Rivalität zwischen den drei gebürtigen Chinesinnen im DTTB-Kader

von Hartmut Metz


   „Drei Chinesen mit dem Kontrabass saßen auf der Straße und erzählten sich was." Drei Chinesinnen mit dem Tischtennisschläger stehen an der Platte und erzählen sich nichts. Zumindest der dritten Chinesin nicht, die den Deutschen Tischtennisbund (DTTB) bei der Europameisterschaft in Bremen vertritt. Das Kinderlied setzen nur Qianhong Gotsch und Jie Schöpp fröhlich und kichernd miteinander um. Zu Jing Tian-Zörner pflegen sie eher kühle Distanz.

   Nicht, dass man sich völlig aus dem Weg geht. Ginge auch kaum bei den gemeinsamen Lehrgängen. Aber über die Konkurrentinnen im deutschen Lager sprechen die drei Weltklassespielerinnen nur sehr vorsichtig. "Ich will nicht so viel reden", räumt Jing Tian-Zörner ein.
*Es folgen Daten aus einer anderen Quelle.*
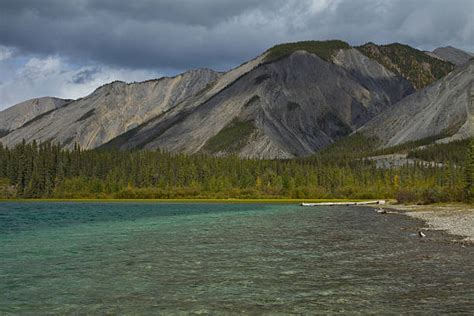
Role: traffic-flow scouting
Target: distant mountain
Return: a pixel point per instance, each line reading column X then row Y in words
column 442, row 111
column 453, row 55
column 288, row 106
column 291, row 101
column 111, row 110
column 18, row 115
column 414, row 65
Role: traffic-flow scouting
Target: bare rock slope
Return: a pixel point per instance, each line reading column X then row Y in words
column 21, row 113
column 111, row 110
column 285, row 108
column 444, row 111
column 453, row 55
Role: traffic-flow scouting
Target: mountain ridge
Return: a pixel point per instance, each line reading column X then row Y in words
column 277, row 105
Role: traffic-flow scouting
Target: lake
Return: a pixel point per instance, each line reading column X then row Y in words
column 151, row 258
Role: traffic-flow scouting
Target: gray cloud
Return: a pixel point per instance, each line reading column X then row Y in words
column 170, row 36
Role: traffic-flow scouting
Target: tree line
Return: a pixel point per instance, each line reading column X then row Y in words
column 32, row 170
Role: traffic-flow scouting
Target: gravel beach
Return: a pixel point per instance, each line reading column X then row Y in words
column 454, row 219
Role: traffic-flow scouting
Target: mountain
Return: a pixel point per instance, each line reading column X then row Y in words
column 18, row 115
column 291, row 101
column 412, row 64
column 111, row 110
column 288, row 106
column 453, row 55
column 442, row 111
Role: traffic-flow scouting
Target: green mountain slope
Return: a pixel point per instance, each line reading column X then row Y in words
column 412, row 64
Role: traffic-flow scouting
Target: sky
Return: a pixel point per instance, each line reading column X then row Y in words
column 69, row 48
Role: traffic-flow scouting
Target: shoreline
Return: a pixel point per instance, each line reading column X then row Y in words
column 454, row 219
column 184, row 200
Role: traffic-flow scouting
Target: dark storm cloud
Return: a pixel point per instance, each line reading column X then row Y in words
column 181, row 34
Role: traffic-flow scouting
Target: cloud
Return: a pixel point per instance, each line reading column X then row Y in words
column 53, row 76
column 96, row 39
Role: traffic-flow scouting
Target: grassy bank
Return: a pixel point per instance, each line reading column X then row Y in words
column 270, row 201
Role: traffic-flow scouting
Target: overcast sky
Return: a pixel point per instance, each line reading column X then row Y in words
column 67, row 48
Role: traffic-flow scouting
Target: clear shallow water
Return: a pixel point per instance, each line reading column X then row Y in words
column 96, row 258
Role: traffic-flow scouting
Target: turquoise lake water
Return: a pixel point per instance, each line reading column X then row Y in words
column 150, row 258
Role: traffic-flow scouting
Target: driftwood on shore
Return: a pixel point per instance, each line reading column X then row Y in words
column 343, row 203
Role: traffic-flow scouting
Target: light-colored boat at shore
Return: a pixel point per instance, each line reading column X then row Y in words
column 380, row 202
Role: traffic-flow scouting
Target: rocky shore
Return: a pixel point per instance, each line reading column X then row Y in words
column 456, row 219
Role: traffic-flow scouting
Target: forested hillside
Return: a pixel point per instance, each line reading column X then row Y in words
column 47, row 171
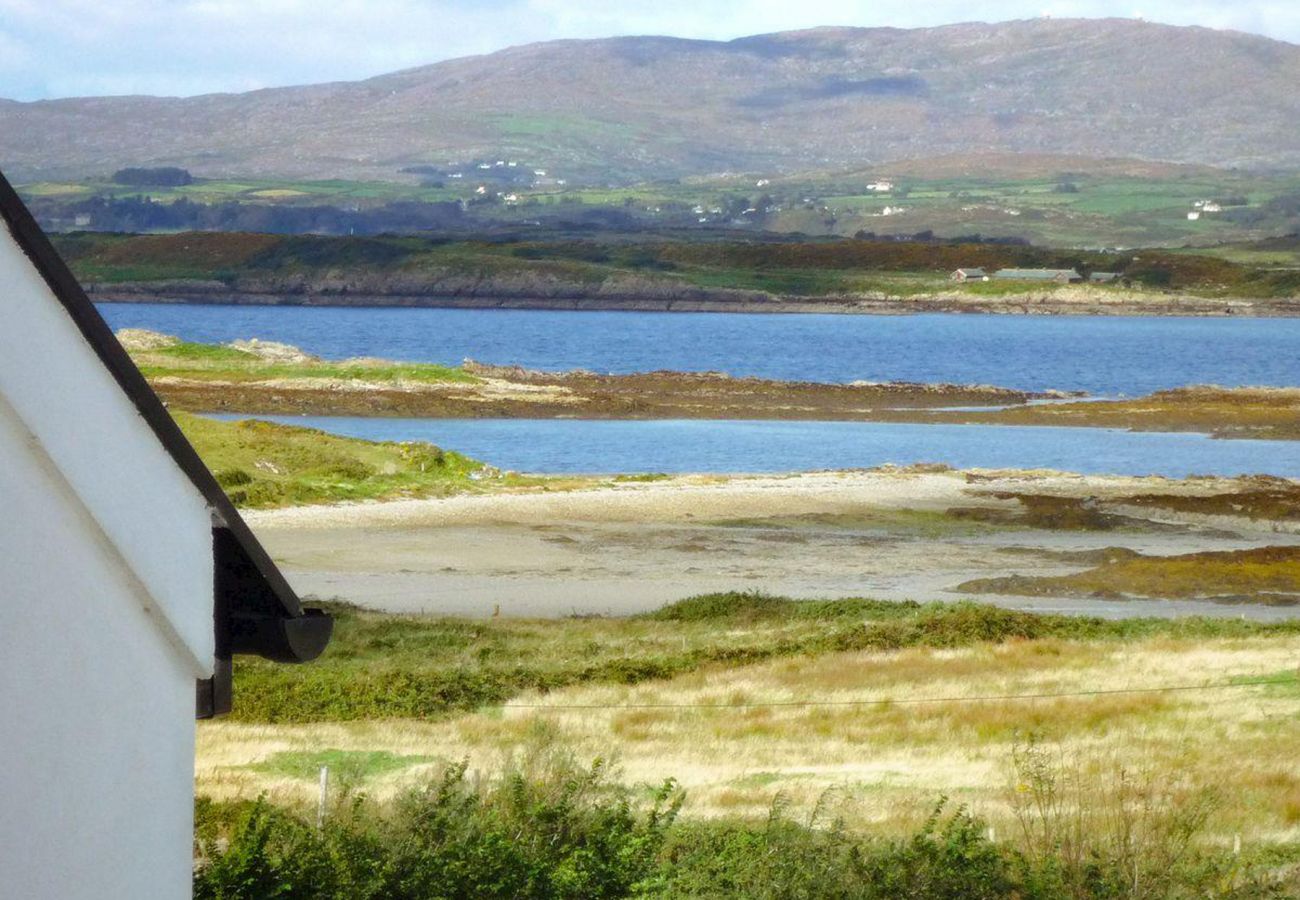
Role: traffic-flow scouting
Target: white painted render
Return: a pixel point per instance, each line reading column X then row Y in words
column 105, row 619
column 126, row 479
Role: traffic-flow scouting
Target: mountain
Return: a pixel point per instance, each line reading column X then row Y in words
column 638, row 108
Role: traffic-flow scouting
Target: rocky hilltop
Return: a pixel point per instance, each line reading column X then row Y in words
column 635, row 108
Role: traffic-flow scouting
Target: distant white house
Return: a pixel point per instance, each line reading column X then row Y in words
column 129, row 582
column 1056, row 276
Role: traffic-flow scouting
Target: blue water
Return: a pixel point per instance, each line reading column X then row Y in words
column 1101, row 355
column 593, row 446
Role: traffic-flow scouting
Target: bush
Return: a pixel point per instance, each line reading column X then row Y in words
column 546, row 829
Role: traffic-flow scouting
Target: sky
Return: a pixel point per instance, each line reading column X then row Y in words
column 55, row 48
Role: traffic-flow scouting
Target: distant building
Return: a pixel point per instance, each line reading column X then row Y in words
column 1056, row 276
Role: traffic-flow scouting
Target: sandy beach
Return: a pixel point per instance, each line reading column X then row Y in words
column 616, row 549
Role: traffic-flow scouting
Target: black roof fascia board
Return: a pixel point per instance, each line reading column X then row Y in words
column 300, row 635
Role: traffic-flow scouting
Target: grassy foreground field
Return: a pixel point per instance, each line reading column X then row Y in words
column 818, row 734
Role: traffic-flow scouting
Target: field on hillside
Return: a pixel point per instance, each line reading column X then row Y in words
column 1071, row 203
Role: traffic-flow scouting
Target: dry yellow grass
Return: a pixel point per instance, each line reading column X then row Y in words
column 880, row 764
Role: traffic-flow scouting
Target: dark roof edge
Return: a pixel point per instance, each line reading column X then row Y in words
column 64, row 285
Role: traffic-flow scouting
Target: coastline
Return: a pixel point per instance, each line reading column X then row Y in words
column 901, row 533
column 1061, row 302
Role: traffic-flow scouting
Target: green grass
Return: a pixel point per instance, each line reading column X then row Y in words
column 407, row 666
column 264, row 464
column 209, row 362
column 794, row 267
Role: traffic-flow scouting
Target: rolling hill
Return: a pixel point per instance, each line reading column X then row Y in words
column 631, row 109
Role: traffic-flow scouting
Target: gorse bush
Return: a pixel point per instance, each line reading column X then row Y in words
column 546, row 829
column 550, row 830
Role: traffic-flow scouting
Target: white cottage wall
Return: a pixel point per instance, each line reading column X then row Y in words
column 105, row 619
column 96, row 704
column 83, row 420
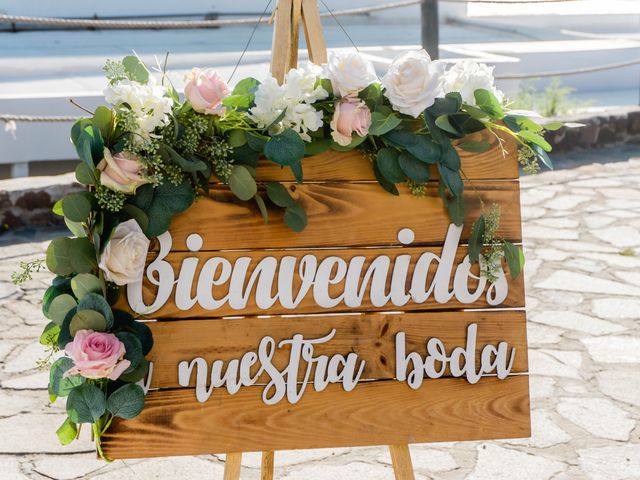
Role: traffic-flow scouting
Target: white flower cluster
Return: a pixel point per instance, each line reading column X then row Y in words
column 295, row 97
column 148, row 102
column 413, row 81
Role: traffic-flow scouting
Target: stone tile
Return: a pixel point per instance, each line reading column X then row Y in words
column 598, row 416
column 578, row 282
column 498, row 463
column 616, row 308
column 621, row 383
column 611, row 463
column 576, row 321
column 613, row 349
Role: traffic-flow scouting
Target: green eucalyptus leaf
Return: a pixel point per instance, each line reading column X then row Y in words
column 514, row 257
column 387, row 162
column 242, row 184
column 86, row 404
column 286, row 148
column 295, row 217
column 476, row 239
column 59, row 385
column 60, row 307
column 126, row 402
column 67, row 432
column 279, row 195
column 413, row 168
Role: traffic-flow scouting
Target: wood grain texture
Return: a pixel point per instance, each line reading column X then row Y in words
column 348, row 214
column 401, row 461
column 515, row 297
column 371, row 336
column 374, row 413
column 332, row 166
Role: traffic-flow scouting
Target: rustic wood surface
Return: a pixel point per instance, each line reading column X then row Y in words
column 401, row 461
column 371, row 336
column 347, row 214
column 387, row 412
column 515, row 297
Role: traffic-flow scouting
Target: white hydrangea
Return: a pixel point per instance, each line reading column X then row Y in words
column 296, row 95
column 468, row 76
column 148, row 102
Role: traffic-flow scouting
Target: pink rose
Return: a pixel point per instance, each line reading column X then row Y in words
column 351, row 116
column 96, row 355
column 120, row 172
column 205, row 89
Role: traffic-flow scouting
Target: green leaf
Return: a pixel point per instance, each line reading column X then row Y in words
column 242, row 184
column 85, row 174
column 87, row 320
column 413, row 168
column 286, row 148
column 133, row 348
column 86, row 404
column 535, row 139
column 126, row 402
column 103, row 119
column 263, row 208
column 49, row 336
column 97, row 303
column 279, row 195
column 514, row 257
column 59, row 385
column 387, row 162
column 76, row 207
column 67, row 432
column 475, row 146
column 135, row 69
column 382, row 123
column 295, row 217
column 488, row 103
column 476, row 240
column 237, row 138
column 60, row 306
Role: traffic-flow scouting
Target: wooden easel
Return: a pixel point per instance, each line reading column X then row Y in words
column 284, row 56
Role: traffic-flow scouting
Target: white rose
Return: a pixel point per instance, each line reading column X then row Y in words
column 349, row 72
column 124, row 257
column 468, row 76
column 413, row 82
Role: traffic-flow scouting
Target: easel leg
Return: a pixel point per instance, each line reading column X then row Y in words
column 232, row 466
column 401, row 460
column 267, row 465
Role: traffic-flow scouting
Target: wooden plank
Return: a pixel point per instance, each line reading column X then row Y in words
column 401, row 461
column 342, row 215
column 371, row 336
column 387, row 412
column 515, row 296
column 353, row 166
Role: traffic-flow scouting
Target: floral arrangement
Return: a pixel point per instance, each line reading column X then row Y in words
column 150, row 154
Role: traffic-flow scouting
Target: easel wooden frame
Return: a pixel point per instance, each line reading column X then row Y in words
column 289, row 15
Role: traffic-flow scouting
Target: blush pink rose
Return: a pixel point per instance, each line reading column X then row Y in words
column 120, row 172
column 205, row 90
column 96, row 355
column 351, row 116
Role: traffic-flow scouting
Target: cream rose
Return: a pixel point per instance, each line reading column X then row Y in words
column 468, row 76
column 205, row 90
column 351, row 116
column 120, row 172
column 349, row 72
column 413, row 82
column 123, row 259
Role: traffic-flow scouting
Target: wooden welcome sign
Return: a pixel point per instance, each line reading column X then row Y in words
column 370, row 327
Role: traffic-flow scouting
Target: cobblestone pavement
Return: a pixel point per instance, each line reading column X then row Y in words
column 582, row 234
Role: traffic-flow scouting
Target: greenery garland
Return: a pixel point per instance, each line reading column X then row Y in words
column 178, row 152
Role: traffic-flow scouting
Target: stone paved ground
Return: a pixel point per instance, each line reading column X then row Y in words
column 582, row 233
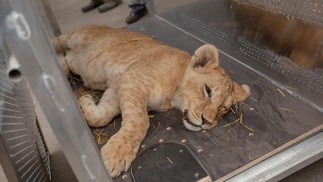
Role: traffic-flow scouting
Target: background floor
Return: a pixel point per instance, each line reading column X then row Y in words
column 69, row 16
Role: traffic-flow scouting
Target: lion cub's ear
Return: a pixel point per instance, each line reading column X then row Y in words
column 205, row 55
column 241, row 92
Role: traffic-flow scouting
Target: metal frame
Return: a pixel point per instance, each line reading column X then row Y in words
column 284, row 163
column 26, row 37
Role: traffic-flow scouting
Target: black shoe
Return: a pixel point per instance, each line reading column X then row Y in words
column 133, row 17
column 106, row 6
column 92, row 5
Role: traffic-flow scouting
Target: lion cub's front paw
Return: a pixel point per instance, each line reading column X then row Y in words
column 86, row 100
column 118, row 153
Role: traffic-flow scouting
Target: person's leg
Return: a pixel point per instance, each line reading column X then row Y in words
column 138, row 10
column 108, row 4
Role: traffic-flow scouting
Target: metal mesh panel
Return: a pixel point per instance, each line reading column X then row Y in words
column 306, row 10
column 19, row 133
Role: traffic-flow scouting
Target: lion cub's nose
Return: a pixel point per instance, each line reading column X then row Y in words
column 204, row 121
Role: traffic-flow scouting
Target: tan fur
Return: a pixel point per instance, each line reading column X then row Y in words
column 138, row 74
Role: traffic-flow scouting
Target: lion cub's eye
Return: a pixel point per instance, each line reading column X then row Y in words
column 208, row 91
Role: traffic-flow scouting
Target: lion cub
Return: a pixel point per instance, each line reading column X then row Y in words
column 139, row 74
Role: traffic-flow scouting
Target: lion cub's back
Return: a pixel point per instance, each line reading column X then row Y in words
column 102, row 53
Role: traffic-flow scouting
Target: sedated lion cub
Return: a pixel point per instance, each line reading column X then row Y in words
column 139, row 74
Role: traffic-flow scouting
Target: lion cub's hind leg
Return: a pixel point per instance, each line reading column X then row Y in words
column 102, row 113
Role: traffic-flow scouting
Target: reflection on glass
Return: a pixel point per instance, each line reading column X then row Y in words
column 282, row 31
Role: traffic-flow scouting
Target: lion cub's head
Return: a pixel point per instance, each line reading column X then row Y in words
column 209, row 91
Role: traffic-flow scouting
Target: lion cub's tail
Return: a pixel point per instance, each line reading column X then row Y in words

Nur eines: "Ich bin die Nummer eins in der deutschen Rangliste und war schon auf Position vier in der Welt. Warum ich nicht in der Mannschaft spiele, muss der Trainer erklären." Ein Seitenhieb auf Damen-Bundestrainer Martin Adomeit, der auf die 37-Jährige wegen fehlender "internationaler Perspektiven" seit jeher verzichtet. Daran änderten auch mehrere internationale Turniersiege der Bad Driburger Bundesligaspielerin seit ihrem Comeback 1997 nichts.

   „Es gibt keinen sportlichen Grund, warum sie in der Mannschaft spielen sollte", erklärt Adomeit trotzig mit Blick auf die Europaranglisten-Zweite. In einem ohnehin überalterten Damen-Nationalteam "passen weder Alter noch Spielsystem". Letzteres mag man am ehesten gelten lassen. Die in Europa führende Betzingerin Qianhong Gotsch wie auch Jie Schöpp (Nr. 7) spielen Abwehr. Drei Defensivstrateginnen begrenzten die taktischen Möglichkeiten Adomeits, der stattdessen mit den Europameistern im Doppel, Nicole Struse und Elke Schall, sowie Olga Nemes über allerlei Variationen verfügt.

   Das Team ist auch ohne Tian-Zörner auf dem alten Kontinent eine Klasse für sich. Souverän spazierte der Europameister in Bremen durch die schwere Vorrunden-Gruppe und das Halbfinale gegen Kroatien. "Qianhong Gotsch kann noch einige Jahre spielen", ergänzt Adomeit, warum die 31-Jährige Weltranglisten-Fünfte den Vorzug genießt. Jie Schöpp (32) ist zwar als 18. auf dem Globus derzeit acht Plätze schlechter notiert als Tian-Zörner, doch "sie hat noch nie bei einer Europameisterschaft verloren". Schöpp, die in der Hansestadt ihr 100. Länderspiel feierte, schraubte ihre EM-Mannschaftsbilanz auf phänomenale 31:0 Siege.

   Entlockt man Gotsch lediglich, dass Tian-Zörner für sie eine "ganz normale Gegnerin" sei, bekennt ihre Freundin und Doppelpartnerin Schöpp als Einzige des Trios Farbe: "Wir reden wenig mit ihr." Offensichtlich der Hauptgrund für die nicht ausgeräumte Rivalität. "Sie denkt, dass sie besser ist als ich und spiele wegen mir nicht im Nationalteam. Das nimmt sie mir übel", versucht Schöpp die Gedankengänge Tian-Zörners zu erahnen. Zu ihrem Naturell würde es nicht passen, Ähnliches für ihre Landsmännin zu empfinden. "In China war sie sogar ein bisschen ein Vorbild von mir. Im Grunde genommen respektiere ich sie. So zielstrebig könnte ich in ihrem Alter nicht mehr sein", erklärt die erfolgreichste deutsche Mannschaftsspielerin und verweist auf ihre weniger ehrgeizige Philosophie, "ich bin ein leicht zufrieden zu stellender Mensch. Für einen Sportler mag das vielleicht schlecht sein, ich lebe aber glücklich."

   Die große Mauer des Schweigens schadet der DTTB-Auswahl im Individual-Wettbewerb nicht. Alle drei Abwehrspielerinnen besitzen gute Aussichten auf ihren ersten Einzeltitel. Tian-Zörner vielleicht sogar mehr als Gotsch und Schöpp. Vor allem Letztere hatte sich bereits bei den vorherigen Europameisterschaften stets vorher in der Mannschaft verausgabt. Einigkeit herrscht bei den drei Chinesinnen im deutschen Nationaltrikot nur bezüglich der Konkurrenz, die ihnen die Medaillen streitig machen könnten: die Kroatin Tamara Boros und Mihaela Steff. "Das ist eine sehr starke Gegnerin", befindet Tian-Zörner. Mit der Rumänin spielt sie in Bad Driburg - in einer Mannschaft.